Young Player to Watch
Ryan Harrison (USA)
The 17-year-old from Texas won two Futures events this season and earned a wild-card slot in the Australian Open main draw by winning a U.S. Tennis Association playoff this month.
Pair of aces
Bob and Mike Bryan led the fight to save doubles a few years ago, but on the north side of 30, with a new scoring system that made matches less predictable and with more top teams in the competitive mix, it was fair to ask if they'd be able to stick around long enough to enjoy the fruits of their labor. Yet the irrepressible twins roll on, ending this season at No. 1 thanks to clutch play at the ATP year-end championships.They now own 56 titles -- just five short of tying the career record held by Mark Woodforde and Todd Woodbridge of Australia that was once thought to be unassailable.
Literary event of the year
The big early reveal for Andre Agassi's autobiography, "Open" -- the fact that he had used the dangerous recreational drug crystal meth during a low point in his career, lied to the ATP after a positive drug test and got away with it -- turned out to be only the second-biggest surprise in a book that now tops the New York Times best-seller list. Fans will long debate how Agassi could have had such a stellar career while simultaneously hating what he was doing for a living.
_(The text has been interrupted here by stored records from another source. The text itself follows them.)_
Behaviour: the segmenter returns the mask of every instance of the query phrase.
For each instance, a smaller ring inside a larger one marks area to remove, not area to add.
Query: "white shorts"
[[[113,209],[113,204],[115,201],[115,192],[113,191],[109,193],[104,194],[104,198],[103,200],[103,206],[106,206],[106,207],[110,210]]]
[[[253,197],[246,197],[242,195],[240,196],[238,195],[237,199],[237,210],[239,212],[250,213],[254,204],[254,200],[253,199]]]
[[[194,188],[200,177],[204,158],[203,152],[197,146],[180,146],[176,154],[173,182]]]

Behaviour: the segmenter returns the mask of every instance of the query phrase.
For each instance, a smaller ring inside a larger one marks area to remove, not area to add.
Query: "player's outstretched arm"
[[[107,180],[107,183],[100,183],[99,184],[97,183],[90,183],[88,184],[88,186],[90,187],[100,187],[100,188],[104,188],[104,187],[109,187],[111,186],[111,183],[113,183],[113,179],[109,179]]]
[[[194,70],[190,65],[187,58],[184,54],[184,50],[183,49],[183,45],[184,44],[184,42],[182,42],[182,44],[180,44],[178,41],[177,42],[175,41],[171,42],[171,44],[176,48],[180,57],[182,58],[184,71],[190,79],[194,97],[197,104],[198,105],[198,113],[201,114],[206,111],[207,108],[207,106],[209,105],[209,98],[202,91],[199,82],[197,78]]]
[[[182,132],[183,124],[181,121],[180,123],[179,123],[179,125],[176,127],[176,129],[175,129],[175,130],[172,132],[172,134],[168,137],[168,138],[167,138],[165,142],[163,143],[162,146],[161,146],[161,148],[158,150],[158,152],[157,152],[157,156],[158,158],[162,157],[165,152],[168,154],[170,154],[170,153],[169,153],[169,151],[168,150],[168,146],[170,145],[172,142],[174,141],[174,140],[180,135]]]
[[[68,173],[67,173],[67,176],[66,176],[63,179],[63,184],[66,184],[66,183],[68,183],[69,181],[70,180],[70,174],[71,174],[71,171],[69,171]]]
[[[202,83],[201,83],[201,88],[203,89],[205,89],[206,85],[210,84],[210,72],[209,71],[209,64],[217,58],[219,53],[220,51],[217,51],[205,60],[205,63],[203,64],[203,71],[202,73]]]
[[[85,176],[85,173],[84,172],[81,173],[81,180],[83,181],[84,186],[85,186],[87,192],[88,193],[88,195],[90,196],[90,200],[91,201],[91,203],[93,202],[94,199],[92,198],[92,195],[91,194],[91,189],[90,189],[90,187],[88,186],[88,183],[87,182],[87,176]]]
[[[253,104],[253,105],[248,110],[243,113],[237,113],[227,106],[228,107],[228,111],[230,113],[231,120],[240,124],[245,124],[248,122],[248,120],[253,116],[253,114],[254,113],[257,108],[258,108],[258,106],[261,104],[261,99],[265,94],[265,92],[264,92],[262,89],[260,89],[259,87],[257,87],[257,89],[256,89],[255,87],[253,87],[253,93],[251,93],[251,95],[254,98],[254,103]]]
Questions linger about the ATP's handling of Agassi's 1997 drug test, and some players said he should pay a higher price for his subterfuge, but Agassi's legacy probably will emerge largely unscathed.
Please get well soon, Mario Ancic.
Chile's Fernando Gonzalez expressed his displeasure with a line call during his French Open semifinal against Soderling by sitting down on the mark and rubbing it out with his posterior.
In an incident that could have been much scarier, a Spanish soccer fan jumped onto center court during the French Open final and tried to put a hat on the startled Federer, actually making physical contact
before security guards reached him and dragged him off.
France's Fabrice Santoro considered retiring after the 2008 season but stuck around for his 21st campaign, delighting fans, if not always his opponents, with his chips and moonballs. Over the course of a remarkable career, "The Magician" played against 20 of the 24 men who have held the No. 1 ranking since the modern system was implemented in 1973.
"I'm ambitious. I want to achieve some things. I'm different from another person who want to lay back and do nothing for rest of the life and talk nonsense on ESPN, talk about my [2000 U.S. Open final] match against [Pete] Sampras. I will not do that.'' -- Marat Safin, after playing his last match at Flushing Meadows.